At the hearing, he described the development of an infectious disease standard to apply to high-risk workplaces as a top priority for the agency. Had one been in place prior to the pandemic, he argued, “OSHA would have been in a better position to address COVID.”
However, he did not provide a target date for when the new standard would be issued. Unlike the Emergency Temporary Standard (ETS) on COVID that was met with such fierce opposition and was struck down by the Supreme Court, this time the agency will follow all of the notice and public comment procedures normally required for the development of a federal regulation.
This delay does not mean OSHA is waiting for the new rule to take action on COVID, he pointed out to the legislators. Since early 2021, agency staff have conducted 1,826 COVID-19 related inspections in healthcare facilities, with an additional 701 inspections conducted by state plans.

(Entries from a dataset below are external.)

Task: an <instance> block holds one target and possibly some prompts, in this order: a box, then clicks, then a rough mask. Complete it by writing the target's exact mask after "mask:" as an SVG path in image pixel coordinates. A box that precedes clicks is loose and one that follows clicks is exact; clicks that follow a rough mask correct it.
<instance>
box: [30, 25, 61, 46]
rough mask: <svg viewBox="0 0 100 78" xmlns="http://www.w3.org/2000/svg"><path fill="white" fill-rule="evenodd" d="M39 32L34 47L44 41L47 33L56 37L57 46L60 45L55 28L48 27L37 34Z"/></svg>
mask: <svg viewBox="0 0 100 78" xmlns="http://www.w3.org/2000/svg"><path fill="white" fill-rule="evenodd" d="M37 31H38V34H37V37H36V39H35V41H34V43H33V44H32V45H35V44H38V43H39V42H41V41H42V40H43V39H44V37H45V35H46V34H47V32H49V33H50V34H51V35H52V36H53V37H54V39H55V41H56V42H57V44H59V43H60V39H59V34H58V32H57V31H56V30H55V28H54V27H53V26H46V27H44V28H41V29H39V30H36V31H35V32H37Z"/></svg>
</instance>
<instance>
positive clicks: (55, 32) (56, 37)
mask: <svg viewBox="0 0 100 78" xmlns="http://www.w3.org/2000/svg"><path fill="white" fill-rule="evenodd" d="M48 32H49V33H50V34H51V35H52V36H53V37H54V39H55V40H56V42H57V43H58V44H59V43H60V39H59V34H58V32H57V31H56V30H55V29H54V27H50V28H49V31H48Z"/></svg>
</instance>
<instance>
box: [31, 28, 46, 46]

The agency also has responded to complaints filed by workers in other industries.
In addition, Parker observed that in March OSHA launched a COVID-19 enforcement initiative to focus on evaluating and ensuring the readiness of hospitals and skilled nursing care facilities to protect workers in the event of surges in COVID-19 patients.
“While COVID-19 remains a priority, we are also looking ahead to ensure workers in the highest risk workplaces are protected against future infectious disease outbreaks and pandemics,” Parker said. “Those efforts include developing an infectious disease standard to ensure healthcare workers are protected in future pandemics and developing infectious disease preparedness training so all workplaces can be more prepared.”
Attorneys for the Seyfarth Shaw law firm commented that “employers may be happy to hear that OSHA is not planning to propose a permanent COVID-19 vaccinate-or-test regulation similar to the ETS stayed by the U.S. Supreme Court on Jan. 13, 2022.”
Parker also took his testimony as an opportunity to inform the representatives about some of OSHA’s other top priorities for the near future. These include a new indoor and outdoor heat standard, addressing workplace violence in healthcare, and bolstering recordkeeping regulations.
He also thanked the members of the Education and Labor Committee for providing more than $100 million in supplemental funding through the American Rescue Plan legislation that he said will help support and strengthen OSHA’s enforcement and regulatory efforts, which he said lacked needed resources during the Trump administration.
Parker informed the committee that his agency also is working to expand and diversify its staff through recruitment and workforce development and is preparing to pilot an apprenticeship program to develop safety technicians into future inspectors. He also said OSHA has launched new intensive leadership training to ensure that it has a pipeline of future senior managers “equipped to make OSHA a more resilient, innovative and effective agency.”